6 November 2015
6 November 2015,
 Off

Author: Luigi Dell’Aquila  – @ldellaquila

Do you know SQL? If you’re a software developer/DBA/DevOps, I’m pretty certain that I know your answer to that question.

This is precisely why OrientDB adopted SQL as its main query language.

SQL is elegant, clear, well-defined, and powerful (for what concerns RDBMS), but it was created during a period when tables were the only allowed data structure (you know, relational databases, tables, primary keys, foreign keys…)

Now, with NoSQL, things have changed. Data structures are now much more complex, so  SQL requires some enrichments to fit this new model.

Let’s see how OrientDB SQL is similar to the standard SQL and how it differs.

The past: Join, Filtering, Projection, Aggregation

This is how standard SQL works in relational databases.

Let’s take a look with an example: calculate the population of all European countries (that is the sum of all the populations of its cities).

City:

name countryId population
Rome 32 2.500.000

 

Country

id name
32 Italy

 

SELECT country.name, sum(city.population)
FROM city, country 
WHERE city.countryId = country.id
AND country.continent = ‘Europe’
GROUP BY country.name

 

You can think at the execution of this query in four steps:

  1. Join: match city and country tables based on a primary key (country.id) and a foreign key (city.countryId)
  2. Filtering: filter results based on some attributes (the continent name in this case)
  3. Projection: choose a subset of attributes to be returned (country name and city population in this case)
  4. Aggregation: aggregate data, calculate the sum of populations grouping by country name


This is a typical pattern in SQL, but it has some problems:

Problem 1: the Join operation is EXPENSIVE, it relies on a convention (the same value on country.id and city.countryId) and it has to be re-calculated at every query execution.
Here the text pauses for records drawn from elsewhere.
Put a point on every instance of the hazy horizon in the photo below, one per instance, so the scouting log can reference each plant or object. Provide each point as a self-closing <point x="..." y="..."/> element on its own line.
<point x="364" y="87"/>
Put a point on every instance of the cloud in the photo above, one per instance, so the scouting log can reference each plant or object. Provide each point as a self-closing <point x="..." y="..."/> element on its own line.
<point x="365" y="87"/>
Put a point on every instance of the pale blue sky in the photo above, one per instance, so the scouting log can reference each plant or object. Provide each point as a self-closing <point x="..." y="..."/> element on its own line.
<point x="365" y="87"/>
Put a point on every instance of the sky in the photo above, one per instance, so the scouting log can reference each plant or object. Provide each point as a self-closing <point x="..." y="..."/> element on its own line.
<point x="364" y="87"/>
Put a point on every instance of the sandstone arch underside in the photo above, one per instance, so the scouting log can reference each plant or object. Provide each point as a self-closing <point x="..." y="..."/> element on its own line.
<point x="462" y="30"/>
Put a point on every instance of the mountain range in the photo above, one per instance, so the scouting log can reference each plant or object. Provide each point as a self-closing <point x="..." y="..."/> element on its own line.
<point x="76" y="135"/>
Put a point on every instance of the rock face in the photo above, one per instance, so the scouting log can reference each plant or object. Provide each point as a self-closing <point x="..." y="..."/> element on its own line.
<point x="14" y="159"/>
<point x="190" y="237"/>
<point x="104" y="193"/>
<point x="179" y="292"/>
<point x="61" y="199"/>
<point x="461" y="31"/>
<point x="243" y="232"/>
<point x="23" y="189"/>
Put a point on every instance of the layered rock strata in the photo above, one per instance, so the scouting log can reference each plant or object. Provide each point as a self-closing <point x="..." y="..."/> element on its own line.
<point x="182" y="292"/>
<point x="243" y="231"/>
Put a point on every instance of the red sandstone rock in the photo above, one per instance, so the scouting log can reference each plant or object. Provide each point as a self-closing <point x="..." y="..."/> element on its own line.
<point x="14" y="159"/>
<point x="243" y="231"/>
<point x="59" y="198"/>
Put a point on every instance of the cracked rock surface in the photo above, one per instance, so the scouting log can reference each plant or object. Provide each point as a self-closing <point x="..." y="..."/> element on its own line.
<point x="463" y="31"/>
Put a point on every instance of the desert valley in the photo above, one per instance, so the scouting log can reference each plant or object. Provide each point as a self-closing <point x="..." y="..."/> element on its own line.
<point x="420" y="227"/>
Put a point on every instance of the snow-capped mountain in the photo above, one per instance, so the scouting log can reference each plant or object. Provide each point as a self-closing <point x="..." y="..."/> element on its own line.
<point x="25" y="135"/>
The situation is even more critical when you have MULTIPLE joins. Let’s make it more complicated:

SELECT country.name, sum(city.population)
FROM city, region, state, country, continent
WHERE city.regionId = regiony.id
AND region.stateId = state.id
AND state.countryId = country.id
AND country.continentId = continent.id
AND continent.name = ‘Europe’
GROUP BY country.name

 

How much time will it take to execute?

Problem 2: We are assuming that we know how deep the hierarchy is, but in some cases, we simply don’t know. Suppose you are dealing with an organization structure, with departments, managers and so on, how can you write a query that returns all the sub-trees under a manager?

Problem 3: Until now, we just assumed that our data is made of simple attributes, eg. the country name is a string, the city population is an integer. But this does not represent reality very well.

An example could be having a list of names for the same city.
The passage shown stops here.